Master Spy

Master Spy – PC, Mac OS X (2015)

Cyberpunk is making a comeback as the 2010s roll on, and it’s not looking like it’s going away anytime soon. The actual punk part of it may be getting deluded a bit as sub-par artists just hijack the look, but there’s still some real deal stuff to be found. Take Master Spy, an indie surprise that mixes together conventions of the stealth genre, hardcore platformers, cinematic platforming, and the style of Japanese sprite cutscenes (particularly Ninja Gaiden and Hideo Kojima’s Snatcher). It doesn’t look like much on the surface, but looks are deceiving, and the 80s mega throwback makes great use of just about every element it borrows and builds upon.

The game follows the titular Master Spy, a for-hire infiltrator with a plain ski mask and generic but snazzy trench coat, hired to track down some stolen communications tech blueprints that could possibly spell the start of nuclear war. However, and somewhat predictably, our stealthy hero ends up in a web of intrigue that goes far deeper than expected, and the game ends up becoming a techno-thriller that would be right at home among the anime OVA boom scene. You’re tasked with going to a handful of different locations, break in, and find whatever your objective may be, managing to avoid detection and getting through increasingly complicated defenses that require perfect timing and the ability to plan out complex patterns.

This may honestly be one of the hardest platformers ever made, and that claim is not made lightly. You will end up dying constantly before you nail down the level patterns and paths, and every new section of the game introduces new and increasingly more complicated variables, including enemies that are alerted to sound and bizarre security systems you will fall victim to a lot before you understand how to move around them. Making things more difficult is that Master Spy himself has no offensive abilities, only jumping, running, and an invisibility cloak that becomes useless when you’re touched, move, or are around certain enemies like dogs. All you can do is move through an area and do it quickly and cleverly, and that’s much easier said than done.

While the game certainly isn’t a cinematic platformer, focusing on smooth controls over realistic momentum and turning, it does have some design similarities. It will take you down vigorously for not doing exactly what it wants you to do in most cases, and while there is some wiggle room, it’s only in a few nano-seconds of occasional leniency.
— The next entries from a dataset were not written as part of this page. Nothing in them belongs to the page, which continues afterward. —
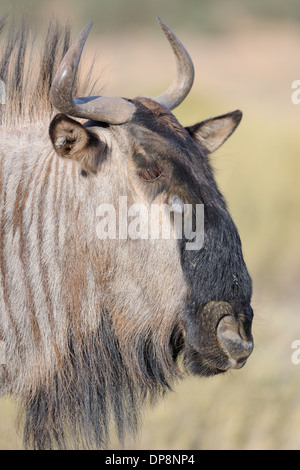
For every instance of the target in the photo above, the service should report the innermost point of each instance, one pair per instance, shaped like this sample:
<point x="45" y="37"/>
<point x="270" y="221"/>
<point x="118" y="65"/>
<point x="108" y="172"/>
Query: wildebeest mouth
<point x="218" y="338"/>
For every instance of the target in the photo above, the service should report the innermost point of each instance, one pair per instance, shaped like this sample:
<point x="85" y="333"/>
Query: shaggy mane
<point x="28" y="64"/>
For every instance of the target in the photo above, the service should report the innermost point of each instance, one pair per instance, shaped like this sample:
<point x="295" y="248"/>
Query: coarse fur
<point x="93" y="327"/>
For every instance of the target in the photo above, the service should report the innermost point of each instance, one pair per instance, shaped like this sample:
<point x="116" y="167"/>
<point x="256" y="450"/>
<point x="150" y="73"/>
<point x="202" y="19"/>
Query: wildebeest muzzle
<point x="218" y="337"/>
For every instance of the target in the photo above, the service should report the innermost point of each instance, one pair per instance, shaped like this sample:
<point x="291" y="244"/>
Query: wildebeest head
<point x="137" y="148"/>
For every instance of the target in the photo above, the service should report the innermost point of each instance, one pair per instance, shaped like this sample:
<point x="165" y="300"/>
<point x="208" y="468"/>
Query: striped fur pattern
<point x="87" y="327"/>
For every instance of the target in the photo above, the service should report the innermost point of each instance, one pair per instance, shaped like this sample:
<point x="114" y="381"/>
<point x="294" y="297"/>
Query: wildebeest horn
<point x="112" y="110"/>
<point x="184" y="79"/>
<point x="115" y="110"/>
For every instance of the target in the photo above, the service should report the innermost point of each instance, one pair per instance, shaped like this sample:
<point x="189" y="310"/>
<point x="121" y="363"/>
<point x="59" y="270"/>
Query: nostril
<point x="232" y="339"/>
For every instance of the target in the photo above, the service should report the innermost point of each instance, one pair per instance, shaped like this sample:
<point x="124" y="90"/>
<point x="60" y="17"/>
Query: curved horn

What keeps the game going with a satisfying gameplay loop is that you only restart in the room you died in, so there’s no huge penalty for a lack of skill. You just fail, then try again, learning more and more and figuring out how to go about your task. The game eventually pushes it, though, as the later sections are absolutely grueling to traverse, especially with their new obstacles leaving even less room for mistake, occasionally becoming overwhelming. It’s definitely not a game for more casual players, but it’s cheap enough that it makes for good platforming practice in short bursts. It’s also incredibly satisfying to clear even a single room, because the game is just fair enough in its ridiculous difficulty that a loss is never the fault of the game’s design but your own inability to react fast enough (though there are a few moments that push it if you’re not using a gamepad).

The graphic design decisions made help out a lot. It brings to mind a certain era of Japanese PC gaming, when Kojima was cutting his teeth before the PS1 era, particularly the PC-98’s cyberpunk obsession. The cutscenes all make great use of their limited color pallets, using some cool shadow effects to fill in the gaps, while the game itself has a lot of varied environments and a clear visual layout in every screen. It’s easy to see where you can and can’t go, and every section has a new set of great looking backgrounds to create a bit of an atmosphere. The music helps a lot with this, a collection of chiptune pieces with a surprising amount of variety that always carries with it a lively techno and electronic flair.

With equal parts style and mechanical challenge, Master Spy is unlike the majority of titles in the platforming world. It’s not as restrictive as a cinematic platformer, but it’s also not as open and fluid as more traditional examples of the genre. It sits squarely in the middle and brings an old school style challenge with seeming ease and confidence. It sometimes goes a bit far with its incredibly difficult late areas, and a few late game cutscenes go on for a bit too long, but you’ll definitely get your money’s worth if you’re looking to test your skills. And hey, if you get a bit annoyed with a difficult part, there’s a cheat code you can put in to unlock level select! An absolute must for any serious retro gamer.